O comandante da companhia riu-se.

"Tentativas não faltaram, posso-te garantir", disse. "Toda a gente queria molhar a sopa, como deves calcular. De modo que nessa noite nem preguei olho só para me assegurar de que ninguém tocava na miúda. Ó pá, só te digo que cheguei a arrepender-me de não a ter matado! Iá, caraças! Foi um inferno a noite inteira! Mas no dia seguinte lá a consegui meter no heli e a miúda veio connosco para o quartel. Chegou ao Mazoi pura e casta como a virgem que se calhar não era."

"Fizeste bem."

"A questão não é essa, Diogo. Eu pude garantir que ninguém tocava nela porque foi só uma noite. Agora imagina que eu trazia aquelas duas gajas que hoje nos viram? Achas que as conseguia proteger estas noites todas que vamos estar no mato? Ia ser um regabofe, pá!"

"Mas ao menos sobreviviam..."

"Não sei se sobreviviam." Fez um gesto com a cabeça a indicar os camaradas. "Qualquer gajo aqui que esteja a rebentar de tusa podia sacá-las à socapa pela noitinha, violava-as atrás de um arbusto e matava-as para elas não o denunciarem. Isto são comandos, pá, não são meninas do

ballet!"

"Eu protegia-as."

"Não gozes comigo!", riu-se Angelino, como se a ideia de um furriel da tropa regular a enfrentar um punhado de comandos fosse a coisa mais absurda que jamais ouvira. "Mas, imaginando que esse problema se resolvia, o facto é que as gajas iam ser um fardo enquanto estivéssemos no mato. Eu e tu não pregávamos olho só para as proteger, a malta só pensava nelas em vez de se

concentrar na missão, andávamos sempre preocupados com elas e as tipas arrastavam-se pelo mato a queixar-se que estavam cansadas e tinham fome e mais não sei quê. No fim retiravam- nos agilidade, concentração e capacidade de movimento. Com as gajas aqui connosco, a nossa missão dificilmente seria levada a cabo com sucesso."

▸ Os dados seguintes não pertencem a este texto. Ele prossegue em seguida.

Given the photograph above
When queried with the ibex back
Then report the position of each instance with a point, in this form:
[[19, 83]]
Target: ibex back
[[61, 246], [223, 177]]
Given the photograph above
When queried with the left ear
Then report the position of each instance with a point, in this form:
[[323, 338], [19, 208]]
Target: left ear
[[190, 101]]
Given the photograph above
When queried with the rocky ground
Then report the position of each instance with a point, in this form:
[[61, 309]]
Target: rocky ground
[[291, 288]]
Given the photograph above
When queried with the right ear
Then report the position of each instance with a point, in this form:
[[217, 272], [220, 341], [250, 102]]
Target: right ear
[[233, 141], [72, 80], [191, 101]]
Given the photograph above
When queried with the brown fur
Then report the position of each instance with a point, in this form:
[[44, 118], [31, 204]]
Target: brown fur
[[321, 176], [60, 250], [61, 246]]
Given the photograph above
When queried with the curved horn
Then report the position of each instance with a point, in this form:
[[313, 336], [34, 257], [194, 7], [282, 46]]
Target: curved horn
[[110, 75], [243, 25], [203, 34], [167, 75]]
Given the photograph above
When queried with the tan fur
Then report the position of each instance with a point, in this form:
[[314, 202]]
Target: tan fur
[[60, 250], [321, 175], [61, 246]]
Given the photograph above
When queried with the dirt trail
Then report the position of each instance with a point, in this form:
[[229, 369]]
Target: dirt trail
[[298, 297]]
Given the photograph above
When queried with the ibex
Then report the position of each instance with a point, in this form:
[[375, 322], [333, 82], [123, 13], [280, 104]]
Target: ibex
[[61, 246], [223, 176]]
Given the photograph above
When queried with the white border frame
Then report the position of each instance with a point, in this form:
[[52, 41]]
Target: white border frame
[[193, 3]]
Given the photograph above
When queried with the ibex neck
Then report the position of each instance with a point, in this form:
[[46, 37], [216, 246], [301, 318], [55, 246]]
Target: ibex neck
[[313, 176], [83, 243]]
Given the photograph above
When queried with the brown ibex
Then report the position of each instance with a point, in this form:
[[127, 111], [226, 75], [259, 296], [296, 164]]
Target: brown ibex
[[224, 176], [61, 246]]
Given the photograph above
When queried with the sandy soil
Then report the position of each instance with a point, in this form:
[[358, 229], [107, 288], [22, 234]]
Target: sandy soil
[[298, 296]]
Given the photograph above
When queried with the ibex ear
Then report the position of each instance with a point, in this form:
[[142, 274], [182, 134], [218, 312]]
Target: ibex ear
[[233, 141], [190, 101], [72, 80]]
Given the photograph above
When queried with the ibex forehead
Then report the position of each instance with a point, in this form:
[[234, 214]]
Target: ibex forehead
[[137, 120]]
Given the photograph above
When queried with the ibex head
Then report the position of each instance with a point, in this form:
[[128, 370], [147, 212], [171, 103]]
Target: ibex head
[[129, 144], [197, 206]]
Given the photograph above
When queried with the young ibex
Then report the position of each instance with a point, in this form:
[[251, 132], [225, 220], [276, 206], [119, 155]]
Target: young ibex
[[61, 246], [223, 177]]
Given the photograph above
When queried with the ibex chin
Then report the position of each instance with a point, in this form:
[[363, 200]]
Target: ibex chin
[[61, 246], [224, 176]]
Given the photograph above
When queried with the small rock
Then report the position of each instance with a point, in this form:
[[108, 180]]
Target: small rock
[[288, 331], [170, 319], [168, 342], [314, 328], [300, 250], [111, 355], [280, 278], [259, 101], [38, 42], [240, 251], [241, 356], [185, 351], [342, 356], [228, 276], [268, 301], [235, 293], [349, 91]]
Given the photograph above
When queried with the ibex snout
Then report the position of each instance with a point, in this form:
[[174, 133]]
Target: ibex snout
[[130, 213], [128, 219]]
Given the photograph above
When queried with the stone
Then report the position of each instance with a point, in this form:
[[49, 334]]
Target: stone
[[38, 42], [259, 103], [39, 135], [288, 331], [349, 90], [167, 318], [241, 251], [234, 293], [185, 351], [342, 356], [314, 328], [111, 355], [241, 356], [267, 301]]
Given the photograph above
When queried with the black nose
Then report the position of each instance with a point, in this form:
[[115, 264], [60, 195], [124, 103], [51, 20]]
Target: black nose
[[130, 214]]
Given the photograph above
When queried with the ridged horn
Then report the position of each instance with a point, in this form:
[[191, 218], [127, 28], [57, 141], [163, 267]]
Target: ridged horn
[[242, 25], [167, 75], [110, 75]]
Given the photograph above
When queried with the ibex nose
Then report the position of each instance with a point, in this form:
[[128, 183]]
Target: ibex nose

"Mas estavam vivas", insistiu Diogo. "E isso é importante."

"É importante nos filmes americanos! Se nós fôssemos trazer connosco cada civil que encontramos no mato, nenhuma missão dos comandos seria bem sucedida, pá. Nem uma! O nosso trabalho não é andar a carregar civis de um lado para o outro em zona hostil; é localizar e eliminar os turras. E é bom que não te esqueças que, em território do in, a população não é neutral. Os civis, mesmo aqueles que têm o aspecto mais inocente do mundo, fazem parte do in."

Diogo reajustou o corpo, acomodando-se contra a rocha junto à qual se haviam sentado.

"Olha, não tenho a certeza de que..." Interrompeu a frase e deu um salto, alarmado. "Eh pá! O

que é isto?"

Reagindo quase instantaneamente, Angelino pôs-se em pé com a G3 em riste.

"O quê? Que se passa?"

"Está aqui alguma coisa, pá!"

"O quê? Onde?"

"Aqui! Na pedra!"

O comandante dos comandos extraiu a lanterna do bolso e acendeu-a, voltando-a para a rocha que haviam escolhido para protecção durante a noite. O foco de luz deambulou nervosamente pela superfície rugosa, fazendo as sombras dançarem com movimentos bruscos, até se imobilizar no que parecia um cilindro brilhante. Fixaram os olhos no cilindro e, pasmados, perceberam que ele se mexia.

"Porra!", exclamou Angelino. "É uma cobra!"

Atraídos pelo súbito sururu, vários comandos convergiram para o foco de luz e admiraram o enorme volume viscoso que se contorcia em torno de um buraco rasgado na base da rocha.

"É jibóia, pá!", constatou Samuel. "Temos de dar cabo dela!"

Ainda contemplaram a possibilidade de usarem a G3, mas era uma solução ruidosa e, por isso, demasiado arriscada e desaconselhável em território hostil. Os soldados acabaram por optar pelas facas e por paus. Retiraram-nas do cinto e atiraram-se à enorme cobra, retalhando-a ainda viva.

Depois enterraram os pedaços e limparam os vestígios com uma pá.

"é a pedra", observou Angelino, enquanto lavava as mãos com um pano molhado. "Como ela se mantém quente durante a noite, as gajas vêm para aqui." Pegou na lanterna e passeou o foco pela base da grande rocha, incidindo no buraco para onde a jibóia se havia dirigido. "Olha ali! Estão a ver? Pode haver mais cobras, caraças!"

"Nesta zona jibóias é mato", confirmou Samuel. "Acho que vamos ter de usar pólvora. Vai fazer um bocadinho de barulho, mas paciência!"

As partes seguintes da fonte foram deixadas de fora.